A further (and at least in part complementary) hypothesis may emphasize that action influence might affect not only the decision but also (and maybe primarily) the object representation. If you can achieve an action goal such as the grasping of an object by using not only your hand but also your foot, this indicates that the goal of this action can be represented in you without being identified just with a given body effector. This has consequences for both action and object representations. The sight of a graspable object may trigger in you a motor representation of the grasping action you can perform on the object, but this action can be represented not just as a hand action where the goal of grasping is achievable for you also by using a foot. This could explain why participants in the experimental group showed some uncertainty in categorizing the presented graspable objects as hand- rather than foot-related objects, making the choice between hand and foot less straightforward after the training session than it was for the participants belonging to the control group.

Although further research is needed, the latter hypothesis seems to be, albeit indirectly, supported by previous studies showing that action processing can be action- rather than effector-specific (Jeannerod et al. 1995; Rizzolatti et al. 1988, 2001; Rochat et al. 2010; Umiltà et al. 2008). More specifically, Helbig et al. (2006) investigated whether action representations facilitate object recognition. They presented participants with two objects affording either congruent or incongruent motor interactions. Results showed superior naming accuracy for object pairs with congruent as compared to incongruent motor interactions. In another study, Kiefer et al. (2011) presented participants with two objects (e.g. tools), which had to be named. The two objects could afford either congruent or incongruent actions. Action congruency between the object pairs affected event-related potentials (ERPs) as early as 100 ms after stimulus onset at fronto-central electrodes. Using source analysis, this ERP effect could be referred to early activation of the motor system.

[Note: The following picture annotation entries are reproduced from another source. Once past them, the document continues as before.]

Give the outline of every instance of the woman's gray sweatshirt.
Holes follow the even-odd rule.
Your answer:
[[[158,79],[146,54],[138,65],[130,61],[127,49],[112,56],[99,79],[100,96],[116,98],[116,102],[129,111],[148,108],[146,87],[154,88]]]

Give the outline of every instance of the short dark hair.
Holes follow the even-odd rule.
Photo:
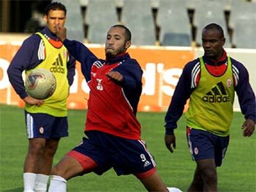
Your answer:
[[[61,10],[65,12],[65,16],[67,14],[67,9],[64,4],[58,2],[53,2],[48,4],[45,10],[45,15],[48,15],[49,12],[51,10]]]
[[[221,38],[224,38],[224,31],[223,31],[223,29],[221,27],[220,27],[220,25],[216,24],[216,23],[210,23],[209,25],[207,25],[207,26],[205,26],[203,30],[216,30],[220,35]]]
[[[113,26],[112,26],[111,28],[113,27],[119,27],[119,28],[122,28],[123,29],[124,29],[125,30],[125,36],[126,36],[126,41],[130,41],[132,39],[132,33],[130,33],[130,31],[129,30],[128,28],[127,28],[126,26],[123,25],[114,25]]]

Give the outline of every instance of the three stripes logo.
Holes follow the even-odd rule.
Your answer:
[[[64,73],[65,68],[63,67],[63,61],[60,54],[59,54],[56,60],[53,64],[53,67],[50,68],[50,71],[52,73]]]
[[[221,81],[217,83],[211,91],[208,92],[202,98],[207,102],[230,102],[230,97],[227,94],[223,83]]]

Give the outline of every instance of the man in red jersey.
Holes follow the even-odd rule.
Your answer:
[[[131,44],[129,29],[121,25],[109,28],[106,60],[98,59],[83,44],[67,40],[64,28],[57,34],[80,62],[90,91],[87,137],[52,169],[49,191],[66,191],[70,178],[92,172],[101,175],[111,168],[117,175],[134,175],[149,191],[168,191],[140,139],[136,112],[143,72],[126,52]]]

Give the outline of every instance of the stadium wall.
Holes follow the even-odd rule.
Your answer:
[[[1,40],[0,36],[0,103],[23,106],[11,86],[7,75],[11,61],[23,41]],[[104,46],[86,44],[98,57],[105,57]],[[226,49],[228,54],[242,62],[248,69],[252,88],[256,90],[256,50]],[[143,91],[138,110],[139,111],[166,111],[173,94],[175,86],[184,65],[203,53],[202,48],[184,47],[132,46],[129,50],[132,57],[140,63],[144,73]],[[69,109],[87,108],[89,88],[80,72],[77,62],[76,75],[70,87],[68,99]],[[236,98],[234,108],[239,111]]]

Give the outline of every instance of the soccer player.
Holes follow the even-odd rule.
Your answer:
[[[111,27],[106,35],[106,60],[99,59],[83,44],[57,35],[81,64],[90,88],[82,142],[51,170],[49,191],[66,191],[67,180],[92,172],[101,175],[113,168],[117,175],[133,174],[150,191],[168,191],[156,163],[140,139],[136,117],[142,93],[142,70],[127,52],[131,34],[123,25]]]
[[[228,148],[233,119],[234,93],[245,119],[243,135],[250,136],[256,121],[255,97],[245,67],[224,49],[223,30],[216,24],[202,30],[204,56],[184,67],[165,117],[165,143],[173,152],[174,130],[190,98],[186,112],[189,150],[197,163],[188,191],[217,191],[216,167],[221,166]]]
[[[56,25],[64,26],[66,9],[58,2],[49,4],[44,19],[46,25],[24,41],[7,70],[16,93],[25,102],[25,115],[28,149],[24,163],[24,192],[46,191],[54,155],[59,140],[67,136],[67,98],[75,74],[75,61],[56,35]],[[28,96],[22,73],[34,69],[50,70],[56,90],[45,100]]]

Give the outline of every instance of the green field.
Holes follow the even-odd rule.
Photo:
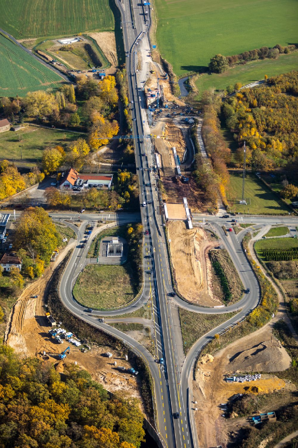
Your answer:
[[[129,263],[120,266],[88,265],[73,288],[74,297],[80,303],[99,310],[126,305],[132,300],[136,292]]]
[[[244,189],[244,197],[248,204],[246,206],[237,202],[242,198],[242,173],[230,172],[230,181],[227,187],[227,198],[231,211],[255,215],[282,215],[290,211],[255,174],[246,173]]]
[[[17,39],[114,29],[109,0],[0,0],[0,28]]]
[[[59,87],[65,81],[11,41],[0,34],[0,96]]]
[[[65,147],[79,137],[84,136],[31,126],[15,132],[8,131],[0,134],[0,158],[13,160],[17,166],[34,166],[41,161],[43,150],[47,146],[60,145]]]
[[[238,54],[297,42],[296,0],[155,0],[154,4],[158,50],[177,75],[201,71],[217,53]]]
[[[289,229],[285,226],[281,226],[280,227],[272,227],[268,232],[265,237],[281,237],[283,235],[287,235],[289,233]]]
[[[196,99],[200,99],[202,93],[209,87],[218,90],[225,89],[227,86],[234,86],[241,82],[244,86],[253,81],[264,79],[266,74],[268,78],[282,73],[296,70],[298,67],[298,52],[288,55],[281,55],[277,59],[264,59],[247,62],[244,65],[237,65],[224,73],[200,75],[196,82],[199,94]]]

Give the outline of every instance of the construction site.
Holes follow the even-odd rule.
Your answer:
[[[272,327],[272,323],[268,324],[214,355],[207,353],[200,358],[193,390],[200,446],[226,447],[231,434],[238,434],[240,427],[254,424],[251,418],[234,414],[226,418],[229,403],[245,394],[272,397],[261,402],[260,413],[295,401],[296,386],[272,373],[289,368],[291,358],[273,336]],[[248,375],[251,372],[262,373],[253,379],[253,375]],[[229,382],[227,377],[235,379]],[[243,380],[237,381],[237,378]],[[268,409],[272,405],[274,409]]]
[[[200,228],[187,228],[180,221],[169,221],[167,229],[174,275],[179,294],[196,305],[222,305],[213,293],[208,255],[210,250],[218,245],[217,240]]]
[[[208,204],[190,175],[195,149],[189,131],[197,112],[172,95],[167,75],[159,64],[150,62],[149,66],[144,89],[162,199],[181,204],[187,197],[192,211],[205,211]]]

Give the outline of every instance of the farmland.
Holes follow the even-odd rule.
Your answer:
[[[290,211],[277,196],[272,193],[256,176],[247,172],[244,197],[246,206],[237,202],[241,198],[242,173],[230,172],[230,184],[227,188],[227,198],[231,211],[253,214],[282,215]]]
[[[158,49],[179,75],[204,70],[217,53],[237,54],[297,42],[295,0],[156,0],[155,4]]]
[[[29,91],[59,87],[65,81],[0,34],[0,96],[24,96]]]
[[[241,82],[244,86],[255,81],[263,79],[266,74],[268,78],[296,69],[298,65],[298,52],[288,55],[281,55],[277,59],[254,60],[245,65],[236,65],[224,73],[204,73],[196,82],[198,95],[196,99],[200,99],[202,93],[210,87],[223,90],[227,86]]]
[[[286,252],[289,252],[289,250],[293,250],[289,251],[294,253],[294,259],[296,258],[295,256],[295,248],[298,247],[298,240],[296,238],[272,238],[269,240],[260,240],[256,241],[255,243],[255,250],[259,258],[264,261],[266,260],[266,257],[263,254],[263,250],[268,250],[270,255],[271,252],[274,250],[277,251],[276,254],[281,254],[285,255]],[[268,258],[270,259],[272,256],[269,256]],[[285,259],[285,258],[284,258]],[[274,259],[275,258],[274,258]],[[267,260],[268,261],[268,260]]]
[[[0,28],[17,39],[114,29],[109,0],[0,0]]]
[[[68,131],[31,126],[15,132],[8,131],[0,134],[0,154],[2,159],[13,160],[17,166],[34,166],[41,161],[47,146],[64,147],[78,136]]]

In the same vein, Costantini et al. (2008) used incidental repetition priming to determine whether observed actions are represented in terms of the effector used to achieve them or in terms of the goal they pursue. Participants were presented with images depicting meaningless or meaningful actions and should press a button only when presented with a meaningful action. Images were classified as depicting a repeated or new action, relative to the previous image in the trial series. Results showed a facilitation effect based on the goal of the observed action (i.e. the grasping) rather than the effector used to achieve it or even the specific object the actor acted upon.

At the neuronal level, Cattaneo et al. (2010) showed, using a transcranial magnetic stimulation (TMS) adaptation paradigm, the recruitment of a fronto-parietal network in the goal-specific action representation. They showed participants with adapting movies of either a hand or foot acting upon an object. Subsequently, they were presented with a test picture representing either the same or a different action performed by either the same effector or a different effector. The task was to judge whether the adapting movie and the test picture were the same. Results showed that performance was deeply impacted by TMS only when the TMS pulses were delivered over the ventral premotor cortex and the inferior parietal lobule. TMS pulses delivered over the superior temporal cortex were ineffective in changing the goal-specific action representation.

In conclusion, the findings of the present paper suggest that action and object representations are so deeply linked to each other that their link cannot be construed just in terms of the effector typically associated with both the action and the object. Acting upon an object is not just a matter of which part of your body you are actually using but also—and perhaps mainly—of which goal your action is directed to. The possibility of achieving this goal using any of several body effectors may affect your representation of the targeted object when you are engaged in categorizing it.